いつできる?元町・中華街駅「地下車庫」工事が本格化 その「絶大な効果」とは

みなとみらい線の元町・中華街駅の終点側地下に、鉄道車両を留め置く留置線を整備する工事が本格化しています。どのような背景や目的があるのでしょうか。

そもそもなぜ留置線が必要?

 みなとみらい線は2004年に開業した路線ですが、なぜ今のタイミングで、新たに元町・中華街駅に留置線を整備する必要があるのでしょうか。

 

 横浜高速鉄道は東急電鉄とは別に自社車両「Y500系」を6編成所有しています。これらは現在、直通先の東急東横線内にある「元住吉検車区」を賃借して車庫として使用していますが、東急電鉄から退去を求められており、自社線内に車両留置場を整備する必要があるといいます。

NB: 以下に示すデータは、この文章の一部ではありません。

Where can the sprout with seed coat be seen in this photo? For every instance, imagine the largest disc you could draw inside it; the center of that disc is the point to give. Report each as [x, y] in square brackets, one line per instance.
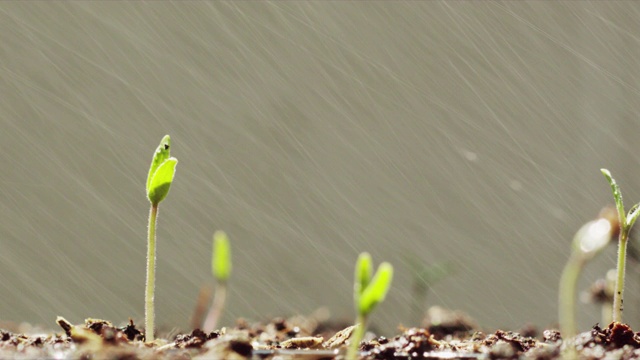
[161, 173]
[626, 223]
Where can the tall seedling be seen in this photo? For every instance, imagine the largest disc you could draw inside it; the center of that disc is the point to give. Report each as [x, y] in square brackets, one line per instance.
[626, 221]
[161, 172]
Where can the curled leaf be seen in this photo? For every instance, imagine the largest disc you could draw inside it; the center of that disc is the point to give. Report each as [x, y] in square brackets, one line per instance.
[161, 181]
[161, 155]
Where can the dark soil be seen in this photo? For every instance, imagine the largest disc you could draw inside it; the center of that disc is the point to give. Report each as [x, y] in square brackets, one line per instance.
[446, 335]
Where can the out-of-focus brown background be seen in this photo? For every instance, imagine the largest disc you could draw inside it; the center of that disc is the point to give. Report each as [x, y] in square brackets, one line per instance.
[462, 132]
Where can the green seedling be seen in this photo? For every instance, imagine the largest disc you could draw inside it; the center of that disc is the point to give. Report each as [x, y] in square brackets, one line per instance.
[161, 172]
[626, 222]
[221, 267]
[590, 240]
[368, 292]
[424, 278]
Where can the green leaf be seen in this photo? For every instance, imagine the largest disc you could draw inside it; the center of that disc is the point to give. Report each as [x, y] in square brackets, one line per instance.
[161, 181]
[161, 155]
[617, 196]
[363, 273]
[221, 258]
[632, 216]
[377, 289]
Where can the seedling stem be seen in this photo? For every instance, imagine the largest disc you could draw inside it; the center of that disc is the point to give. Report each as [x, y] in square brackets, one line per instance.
[149, 310]
[161, 173]
[626, 223]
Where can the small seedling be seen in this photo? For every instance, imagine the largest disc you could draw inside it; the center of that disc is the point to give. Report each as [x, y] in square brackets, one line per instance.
[590, 240]
[368, 292]
[626, 223]
[221, 267]
[161, 172]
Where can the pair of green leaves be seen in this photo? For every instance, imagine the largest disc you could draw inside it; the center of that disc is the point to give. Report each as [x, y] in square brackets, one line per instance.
[161, 172]
[626, 219]
[370, 291]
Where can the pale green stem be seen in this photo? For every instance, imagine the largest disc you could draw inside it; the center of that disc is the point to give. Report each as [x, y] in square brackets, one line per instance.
[567, 293]
[216, 308]
[149, 312]
[617, 295]
[356, 337]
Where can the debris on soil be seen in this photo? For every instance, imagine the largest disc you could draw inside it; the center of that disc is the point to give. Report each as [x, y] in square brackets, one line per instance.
[452, 335]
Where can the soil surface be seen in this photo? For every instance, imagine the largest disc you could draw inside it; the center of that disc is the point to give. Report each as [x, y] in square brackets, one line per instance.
[446, 335]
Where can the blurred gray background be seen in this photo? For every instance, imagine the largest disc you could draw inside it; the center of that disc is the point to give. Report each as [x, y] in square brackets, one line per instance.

 また、本来あるべき自社の留置線は、「本牧延伸」にあわせて整備するはずでした。しかしいつまでたっても実現しないため、いよいよ今回の整備に踏み切ったというわけです。

 

 留置線整備の効果として、1番線と2番線の発着列車が平面交差しボトルネックになっていたのが解消される見込みです。さらに、これまで「来た車両がそのまま折り返す」しかなく、特急・急行などに使用される10両編成の車両と各停用の8両編成をそれぞれ柔軟に発車させるのが困難でしたが、留置線を用いて車両の発車順を適宜入れ替えることで改善が図られます。

 同様のケースでは東京メトロでも、多くの路線と直通する有楽町線小竹向原駅~千川駅間で、ダイヤ乱れ時に輻輳が頻発して遅延拡大の原因となっていた平面交差を解消するため、連絡線を整備しています。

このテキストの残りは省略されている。